Looking through my old blog posts, I noticed I started Pink and Pearls nearly four months ago. When I look back at my very first entries in July, and even August, I feel like I'm an outsider, reading someone else's blog. I feel that what I wrote about a few months ago, though my feelings and emotions were strong, and much of what I feel then I still feel now, seems far away. The me with the expander feels like a different me than the me with the implants. And the me with Li Fraumeni Syndrome feels like a different me than the me who had just breast cancer (as opposed to a rare genetic mutation).
So in this post I'll reflect on my first entry on July 20, and what has changed, or remained the same since then. Though this breast cancer journey started in April with my diagnosis, and has luckily come to an end for now, what I learned last week will impact my life indefinitely.
The July me: I was just getting started with blogging and had a really difficult time typing fast enough to keep up with my feelings. There was too much to say, all the time, so I felt I would never, ever be able to get it all down in a blog. But I did and it was, and is, amazing: it's a form of emotional relief, and a way for me to share my feelings with friends, family and even strangers. It helps those close to me, and outsiders, understand, on a deeper level what I'm going through medically, and how I feels about all of it. I believe planning a wedding, in itself, is something to blog about. I believe fighting breast cancer, in itself, is something to blog about. But combine the two? Now THAT's a blog.
The expander me: During the first few months of having the expander I barely noticed it, mostly because it took a while to fill all the way up, and because I was focusing on other things. When I first got the expander in May, during my mastectomy surgery, much wasn't clear until the test results came back. Had the cancer spread and would I need chemotherapy? And then, after those results came back, we were worrying about the margin, and the question of radiation came into the picture. Instead, I chose a second, skin-removing surgery, which I'm even more glad now I chose, given that those with Li Fraumeni should avoid radiation if possible. So there was much waiting for results, waiting for the next step. I didn't have time to think about, or even care about, the "rock" in my chest. Once the second surgery was over and it was clear my treatment had come to an end, I was ready to get back to life and further plan my wedding, but instead became trapped by the pain of the expander. Life, as I was getting back to it, was hindered by the pain, and I got sick of living with the expander. Being in pain all the time made me very, very angry, and hard to see past the experience.
The me before Li Fraumeni: I just thought I was really unlucky, and that the world was a sick, weird place when I got diagnosed with cancer for a second time, before the age of 30. Much remained a mystery. Why breast cancer at such a young age? Since the cancer was hormone negative, what caused it? No outside influences or factors? And I tested negative for the BRCA genes. So we didn't know. Nobody knew and I was confused.
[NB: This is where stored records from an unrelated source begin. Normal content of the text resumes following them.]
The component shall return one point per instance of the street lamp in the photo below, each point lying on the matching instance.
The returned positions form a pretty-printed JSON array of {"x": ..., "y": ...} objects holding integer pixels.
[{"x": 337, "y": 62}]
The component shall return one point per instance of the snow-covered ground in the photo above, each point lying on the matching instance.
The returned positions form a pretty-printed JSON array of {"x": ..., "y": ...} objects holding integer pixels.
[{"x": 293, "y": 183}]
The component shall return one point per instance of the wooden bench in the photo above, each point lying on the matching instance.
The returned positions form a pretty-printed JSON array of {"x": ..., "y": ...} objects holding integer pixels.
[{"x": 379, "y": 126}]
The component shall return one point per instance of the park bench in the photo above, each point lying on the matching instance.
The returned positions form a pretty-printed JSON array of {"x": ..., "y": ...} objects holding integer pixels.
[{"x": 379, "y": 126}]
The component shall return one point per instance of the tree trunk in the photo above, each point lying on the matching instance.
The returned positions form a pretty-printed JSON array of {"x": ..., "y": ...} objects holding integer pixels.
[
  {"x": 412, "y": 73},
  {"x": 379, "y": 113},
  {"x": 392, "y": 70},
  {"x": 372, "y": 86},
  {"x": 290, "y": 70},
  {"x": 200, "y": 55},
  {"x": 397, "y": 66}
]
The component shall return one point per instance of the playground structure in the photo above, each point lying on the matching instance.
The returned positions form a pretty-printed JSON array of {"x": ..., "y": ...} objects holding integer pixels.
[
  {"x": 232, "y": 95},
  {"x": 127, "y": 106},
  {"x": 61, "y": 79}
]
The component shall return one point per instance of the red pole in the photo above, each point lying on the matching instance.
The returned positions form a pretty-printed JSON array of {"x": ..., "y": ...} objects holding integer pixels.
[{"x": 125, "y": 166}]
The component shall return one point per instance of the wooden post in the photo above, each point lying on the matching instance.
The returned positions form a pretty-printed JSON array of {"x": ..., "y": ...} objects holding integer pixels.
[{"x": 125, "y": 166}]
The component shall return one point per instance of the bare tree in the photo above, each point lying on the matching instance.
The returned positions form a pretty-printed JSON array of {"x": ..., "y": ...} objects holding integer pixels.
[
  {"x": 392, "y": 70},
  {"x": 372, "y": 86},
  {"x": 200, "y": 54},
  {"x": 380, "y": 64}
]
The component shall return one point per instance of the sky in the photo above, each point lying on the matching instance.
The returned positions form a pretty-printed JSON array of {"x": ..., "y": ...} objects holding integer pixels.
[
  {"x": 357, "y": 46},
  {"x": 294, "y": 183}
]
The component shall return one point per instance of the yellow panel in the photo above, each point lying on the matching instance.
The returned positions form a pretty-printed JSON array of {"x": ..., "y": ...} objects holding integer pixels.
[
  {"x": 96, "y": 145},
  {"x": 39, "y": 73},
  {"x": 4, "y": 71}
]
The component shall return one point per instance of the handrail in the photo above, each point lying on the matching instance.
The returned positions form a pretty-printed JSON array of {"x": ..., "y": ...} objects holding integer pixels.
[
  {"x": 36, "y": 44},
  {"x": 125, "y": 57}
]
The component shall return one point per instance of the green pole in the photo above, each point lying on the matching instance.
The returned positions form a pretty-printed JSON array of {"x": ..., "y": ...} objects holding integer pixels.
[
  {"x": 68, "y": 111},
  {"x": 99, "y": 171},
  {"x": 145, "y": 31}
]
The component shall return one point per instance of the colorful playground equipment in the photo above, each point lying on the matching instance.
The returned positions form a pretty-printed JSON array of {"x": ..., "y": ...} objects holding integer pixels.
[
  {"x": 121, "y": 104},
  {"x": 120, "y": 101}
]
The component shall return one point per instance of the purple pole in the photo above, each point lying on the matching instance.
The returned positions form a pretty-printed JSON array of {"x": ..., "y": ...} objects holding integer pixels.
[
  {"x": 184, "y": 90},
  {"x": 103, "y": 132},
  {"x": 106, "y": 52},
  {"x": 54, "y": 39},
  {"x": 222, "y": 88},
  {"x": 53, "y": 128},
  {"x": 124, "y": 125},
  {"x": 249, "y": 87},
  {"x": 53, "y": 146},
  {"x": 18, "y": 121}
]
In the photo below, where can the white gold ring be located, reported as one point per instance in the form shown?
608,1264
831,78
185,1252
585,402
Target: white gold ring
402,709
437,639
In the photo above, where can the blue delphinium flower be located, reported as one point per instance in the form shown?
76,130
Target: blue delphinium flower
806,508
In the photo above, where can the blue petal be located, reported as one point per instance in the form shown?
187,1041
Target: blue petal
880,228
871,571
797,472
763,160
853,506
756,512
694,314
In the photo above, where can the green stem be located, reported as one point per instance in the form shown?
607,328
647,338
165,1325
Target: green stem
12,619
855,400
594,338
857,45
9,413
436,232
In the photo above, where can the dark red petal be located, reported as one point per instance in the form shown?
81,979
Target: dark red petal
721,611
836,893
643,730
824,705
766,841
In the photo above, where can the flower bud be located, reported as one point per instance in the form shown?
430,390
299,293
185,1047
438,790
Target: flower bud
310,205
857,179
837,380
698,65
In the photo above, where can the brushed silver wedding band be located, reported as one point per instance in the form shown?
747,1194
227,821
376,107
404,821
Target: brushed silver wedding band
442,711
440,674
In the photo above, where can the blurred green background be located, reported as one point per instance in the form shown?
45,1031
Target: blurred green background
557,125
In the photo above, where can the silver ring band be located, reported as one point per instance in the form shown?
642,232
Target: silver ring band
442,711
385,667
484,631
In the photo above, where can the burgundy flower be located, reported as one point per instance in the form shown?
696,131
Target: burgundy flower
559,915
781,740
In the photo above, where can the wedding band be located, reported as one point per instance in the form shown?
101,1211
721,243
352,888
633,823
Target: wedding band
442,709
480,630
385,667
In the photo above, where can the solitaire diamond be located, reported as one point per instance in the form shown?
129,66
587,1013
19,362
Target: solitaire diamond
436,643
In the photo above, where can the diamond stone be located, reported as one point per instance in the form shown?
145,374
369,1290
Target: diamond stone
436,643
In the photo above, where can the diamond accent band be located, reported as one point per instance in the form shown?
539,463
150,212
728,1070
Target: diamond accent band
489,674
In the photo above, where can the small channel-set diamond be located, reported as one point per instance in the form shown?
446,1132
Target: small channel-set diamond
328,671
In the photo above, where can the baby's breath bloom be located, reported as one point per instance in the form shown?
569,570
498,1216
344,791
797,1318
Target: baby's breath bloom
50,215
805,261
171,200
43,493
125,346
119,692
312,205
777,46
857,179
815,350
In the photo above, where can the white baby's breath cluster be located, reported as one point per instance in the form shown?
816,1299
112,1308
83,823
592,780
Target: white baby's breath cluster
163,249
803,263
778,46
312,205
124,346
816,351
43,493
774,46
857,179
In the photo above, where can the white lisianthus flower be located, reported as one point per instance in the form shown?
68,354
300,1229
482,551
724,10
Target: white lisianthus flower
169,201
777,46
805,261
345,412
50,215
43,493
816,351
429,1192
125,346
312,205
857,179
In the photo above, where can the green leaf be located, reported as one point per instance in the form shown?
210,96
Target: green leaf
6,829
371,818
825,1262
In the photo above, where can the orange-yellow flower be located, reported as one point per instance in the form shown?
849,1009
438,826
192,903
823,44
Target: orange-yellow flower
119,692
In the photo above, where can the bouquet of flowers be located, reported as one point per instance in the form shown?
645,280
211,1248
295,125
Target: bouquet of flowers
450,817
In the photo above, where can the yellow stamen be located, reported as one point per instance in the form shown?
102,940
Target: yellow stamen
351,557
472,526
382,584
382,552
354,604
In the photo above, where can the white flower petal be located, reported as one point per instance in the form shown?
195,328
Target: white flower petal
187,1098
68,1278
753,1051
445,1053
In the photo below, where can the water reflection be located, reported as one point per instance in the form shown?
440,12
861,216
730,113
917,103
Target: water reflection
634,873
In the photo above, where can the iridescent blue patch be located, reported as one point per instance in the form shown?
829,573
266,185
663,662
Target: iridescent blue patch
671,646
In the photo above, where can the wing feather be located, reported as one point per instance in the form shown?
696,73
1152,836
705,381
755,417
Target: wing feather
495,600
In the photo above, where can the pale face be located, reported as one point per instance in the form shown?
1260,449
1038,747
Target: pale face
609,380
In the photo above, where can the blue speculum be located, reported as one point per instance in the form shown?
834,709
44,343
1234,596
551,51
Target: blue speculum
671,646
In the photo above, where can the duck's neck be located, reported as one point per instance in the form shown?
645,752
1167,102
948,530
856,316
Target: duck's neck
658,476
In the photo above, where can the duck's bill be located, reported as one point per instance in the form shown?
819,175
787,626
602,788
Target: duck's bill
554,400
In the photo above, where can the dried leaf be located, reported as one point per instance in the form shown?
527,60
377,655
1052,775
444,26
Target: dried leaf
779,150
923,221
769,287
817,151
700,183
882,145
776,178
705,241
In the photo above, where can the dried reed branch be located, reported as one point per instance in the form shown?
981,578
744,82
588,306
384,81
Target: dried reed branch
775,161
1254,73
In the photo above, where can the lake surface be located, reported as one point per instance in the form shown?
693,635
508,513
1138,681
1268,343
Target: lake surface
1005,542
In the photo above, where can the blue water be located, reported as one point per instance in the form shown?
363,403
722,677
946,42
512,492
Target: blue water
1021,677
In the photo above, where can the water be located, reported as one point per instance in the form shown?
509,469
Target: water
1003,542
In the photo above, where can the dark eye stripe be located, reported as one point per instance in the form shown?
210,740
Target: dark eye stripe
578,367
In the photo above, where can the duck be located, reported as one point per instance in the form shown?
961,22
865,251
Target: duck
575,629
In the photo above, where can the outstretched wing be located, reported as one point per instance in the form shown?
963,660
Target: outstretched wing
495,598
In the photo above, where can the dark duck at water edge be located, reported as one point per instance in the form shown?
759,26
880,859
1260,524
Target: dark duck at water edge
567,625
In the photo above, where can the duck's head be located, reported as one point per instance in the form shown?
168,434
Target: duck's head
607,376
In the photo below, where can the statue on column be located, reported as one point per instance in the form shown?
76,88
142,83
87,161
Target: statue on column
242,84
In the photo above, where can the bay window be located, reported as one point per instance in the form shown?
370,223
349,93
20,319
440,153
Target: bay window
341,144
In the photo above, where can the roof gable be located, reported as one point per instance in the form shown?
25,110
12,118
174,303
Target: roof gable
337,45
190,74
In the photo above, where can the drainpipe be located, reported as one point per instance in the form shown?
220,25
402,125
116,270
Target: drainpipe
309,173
Now, I have some more answers, and am still letting those answers sink in, a little at a time. It doesn't change what happened, but maybe helps explain it. It doesn't make me happy to have this information, but it doesn't make me completely upset, either. It will take me some time to learn exactly it what and how I feel about it.
The implant me: I'm still sore and in pain sometimes, but it's nothing compared to the pain of the expander. Sleeping, and getting up and down from sitting or being in bed, is the most painful. And presently, no bras are comfortable. It will still be a few weeks until I can wear underwire, so I'm wearing regular cotton bras and sports bras, but nothing is really that comfortable. I'm happy with how everything turned out, and although I'm still sore, I am more patient now, because I know, unlike the expander, this pain really WILL go away and I really WILL heal completely. What comes next is to be determined, in terms of my health and another mastectomy. So my challenge now is trying not to focus on that, and just focus on the NOW - and that's my final surgery is over, it went well, I'm feeling good and getting back to life, and all is on schedule for my life and my wedding. I want to enjoy today, and not let this recent news plague and haunt me. Sure, it will be a challenge. But I'm up to it.
So now I move forward. Today, I am done with this breast cancer journey. It's hard to say "done with THE breast cancer journey" because I'm considering another mastectomy, and that means going through the whole process again. But for now, I'm done with THIS part. And that's fine. That's wonderful. I made it through ... from July to today.